I am two months into my new grad orientation and some days are better than others, but some days I pretty much feel like I want to cry and that I have been run over by a truck. Overall, my nursing program was good but I had a rude awakening when it came to giving report, calling M.D.'s (and how to phrase things to them so they won't rip you a new one), and time management skills. The best nursing school in the world can only prepare you so much, I think the rest comes with experience and patience.

I find this really interesting because I'm a final year student in Australia and it seems like we do things a little differently. For a start on our clinical placements we work full shifts this includes handover (report) both at the start and the end of the shift. We are then "buddied" to a nurse and take on patients under supervision according to our skill level/goals/objective of learning. For instance as a final year I will take on a full patient load on a general med/surg ward. Now we don't have aides or anything so as an RN you do total care for your patient load.

I will do everything I can for these patients within my scope, this includes, washes, showers, medication IV fluid administration under supervision, venepuncture (but not cannulation), wound dressings, writing progress notes (charting which is by hand here) which are then countersigned by the RN, and giving handover (report) to the next shift with my "buddy nurse" there to prompt me on things I forget. I also page the doctors (with my "buddy nurse's" ok) about patients, speak on the phone to docs when they call back, page/speak to allied health and look up path results etc. I am not assigned patients until after the start of shift handover - so I listen to the report on each patient as if they were my patient - just the same as if I were an RN. This means I start at 7am or finish at 10pm or whatever the shift requires - after all I will be doing this as a job next year.

This is a gradual process, on my first clinical placement I might have only taken on one patient - this gave me time to look up their history and work out the whole picture, plus it meant i only had to give handover on one patient - then you work your way up. Now I get report and I know what a lot of the medical conditions are and the implications for nursing. Sometimes i don't - for sure, even as an RN I expect to keep learning but then I have a quick look at the patient file when i have time. The same way an RN would have to.

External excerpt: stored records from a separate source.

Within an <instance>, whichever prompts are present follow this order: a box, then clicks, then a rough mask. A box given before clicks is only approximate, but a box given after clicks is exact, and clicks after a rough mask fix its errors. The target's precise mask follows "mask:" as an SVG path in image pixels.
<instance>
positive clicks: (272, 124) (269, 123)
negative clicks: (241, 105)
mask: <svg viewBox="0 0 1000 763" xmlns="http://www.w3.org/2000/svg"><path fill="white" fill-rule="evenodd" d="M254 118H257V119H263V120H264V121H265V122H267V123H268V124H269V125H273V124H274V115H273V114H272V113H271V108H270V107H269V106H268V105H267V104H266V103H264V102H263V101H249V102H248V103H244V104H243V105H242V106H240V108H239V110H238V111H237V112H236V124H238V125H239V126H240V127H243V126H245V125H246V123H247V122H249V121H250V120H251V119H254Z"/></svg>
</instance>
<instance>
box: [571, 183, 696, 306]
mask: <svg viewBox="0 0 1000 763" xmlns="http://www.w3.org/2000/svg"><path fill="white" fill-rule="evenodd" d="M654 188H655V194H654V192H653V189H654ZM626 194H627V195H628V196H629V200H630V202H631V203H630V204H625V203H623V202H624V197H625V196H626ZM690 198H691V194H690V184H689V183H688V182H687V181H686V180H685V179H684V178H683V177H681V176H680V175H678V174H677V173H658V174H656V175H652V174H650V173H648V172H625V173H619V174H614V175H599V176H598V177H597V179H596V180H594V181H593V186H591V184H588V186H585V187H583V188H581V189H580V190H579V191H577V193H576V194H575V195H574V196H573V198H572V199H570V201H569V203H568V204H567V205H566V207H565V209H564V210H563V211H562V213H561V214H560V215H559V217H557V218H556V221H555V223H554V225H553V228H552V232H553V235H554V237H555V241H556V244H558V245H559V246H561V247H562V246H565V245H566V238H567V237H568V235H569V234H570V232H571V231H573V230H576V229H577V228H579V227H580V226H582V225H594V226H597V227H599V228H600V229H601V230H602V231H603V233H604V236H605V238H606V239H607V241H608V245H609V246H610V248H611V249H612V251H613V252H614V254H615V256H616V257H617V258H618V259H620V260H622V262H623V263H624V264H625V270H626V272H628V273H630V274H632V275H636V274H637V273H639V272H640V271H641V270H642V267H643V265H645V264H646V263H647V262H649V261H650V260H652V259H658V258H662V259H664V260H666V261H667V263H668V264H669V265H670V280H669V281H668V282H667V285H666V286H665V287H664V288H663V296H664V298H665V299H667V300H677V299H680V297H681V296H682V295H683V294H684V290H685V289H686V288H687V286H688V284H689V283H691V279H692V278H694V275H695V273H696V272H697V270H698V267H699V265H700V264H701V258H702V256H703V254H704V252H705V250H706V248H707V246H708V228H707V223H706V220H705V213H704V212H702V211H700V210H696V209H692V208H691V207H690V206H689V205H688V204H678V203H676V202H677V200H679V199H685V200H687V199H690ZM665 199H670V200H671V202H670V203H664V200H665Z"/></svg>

I think this is in recognition of the complex nursing role - that talking to doctors, giving report etc is all part of it and needs to be learnt. Time management especially is an important skill and one we're taught during clinicals. If we can't manage a full patient load by the end of the course then we'd fail - off course that's not as scary as it sounds but it's about making use of time and resources.

Anyway we don't really get to go into specialised areas in our clinicals like ICU - because here in Oz you need postgrad study to work in ICU. But it does mean we come out pretty competent in the general workings of the ward environment.